Nel frattempo, ci sono stati diversi casi molto noti che hanno continuato a tenere viva la discussione, come quello di Vincent Lambert, un uomo in stato vegetativo dal 2008, morto nel 2019 a seguito della sospensione delle procedure che lo tenevano in vita, dopo anni di cause legali, appelli e ricorsi su cui si era pronunciata anche la Corte europea dei diritti umani.
Nel giugno del 2013 il CCNE diede parere negativo sulla legalizzazione dell’eutanasia, raccomandando però un ampio dibattito pubblico, attraverso l’organizzazione dei cosiddetti “Stati generali del fine vita”. Le conclusioni: sì alla legalizzazione del suicidio assistito, no all’eutanasia, ma con alcune eccezioni, per «casi speciali che non possono rientrare nel quadro del suicidio assistito».
Nel 2016 è stata approvata la legge attualmente in vigore, la Claeys-Leonetti, che aggiornando quella del 2005 introduceva la possibilità della sedazione profonda e continua. Al parlamento sono state fatte diverse proposte di legge per aggiornarla, ma nessuna è mai stata approvata. Forse, scrive Libération, il nuovo e più recente parere del CCNE e la volontà dimostrata da Macron saranno un punto da cui ripartire. Una nuova legge sul fine vita potrebbe portare a un accordo di maggioranza tra la sinistra e parte del centro, mentre verrebbe ostacolata dalla destra e dall’estrema destra.

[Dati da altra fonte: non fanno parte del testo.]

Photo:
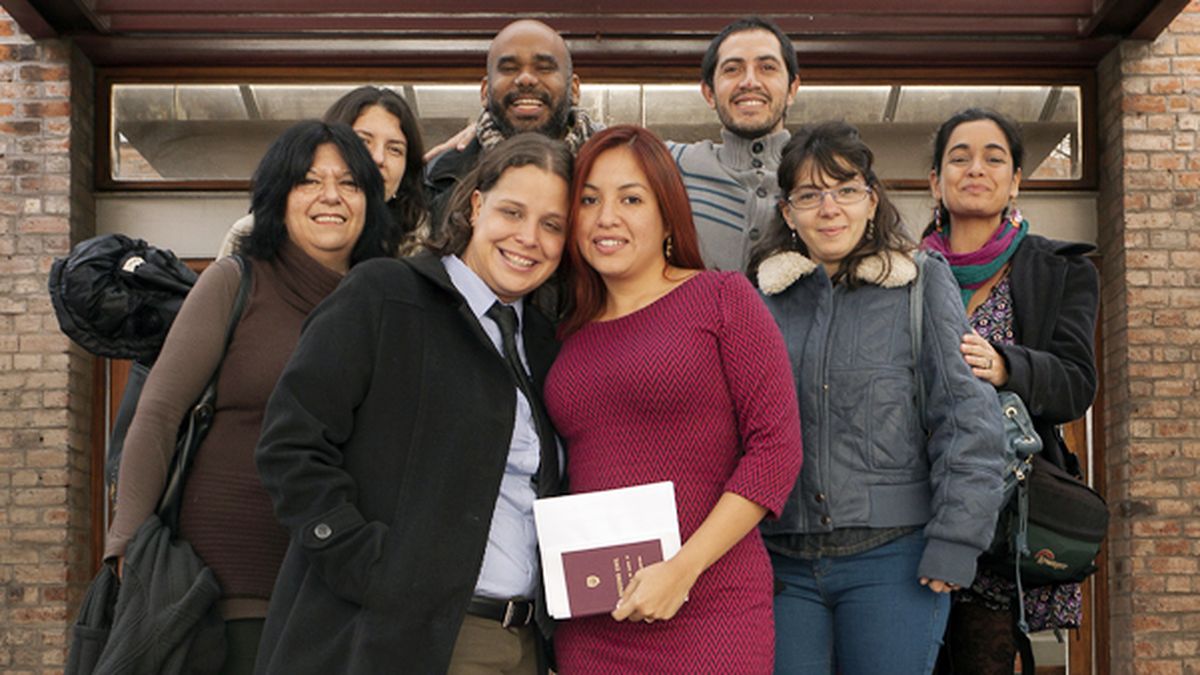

In Italia l’eutanasia è illegale. Grazie a una sentenza della Corte Costituzionale del 2019 è invece possibile richiedere, ad alcune precise condizioni, il suicidio assistito; e grazie alla legge 219 del 2017 è anche possibile procedere con la sospensione delle cure. Lo scorso marzo, la Camera aveva approvato un testo per regolamentare quanto previsto dalla Corte Costituzionale con la sentenza del 2019 e cioè che, a determinate condizioni, non fosse punibile l’assistenza al suicidio. Dopo la caduta del governo Draghi, l’esame del testo al Senato è stato però interrotto.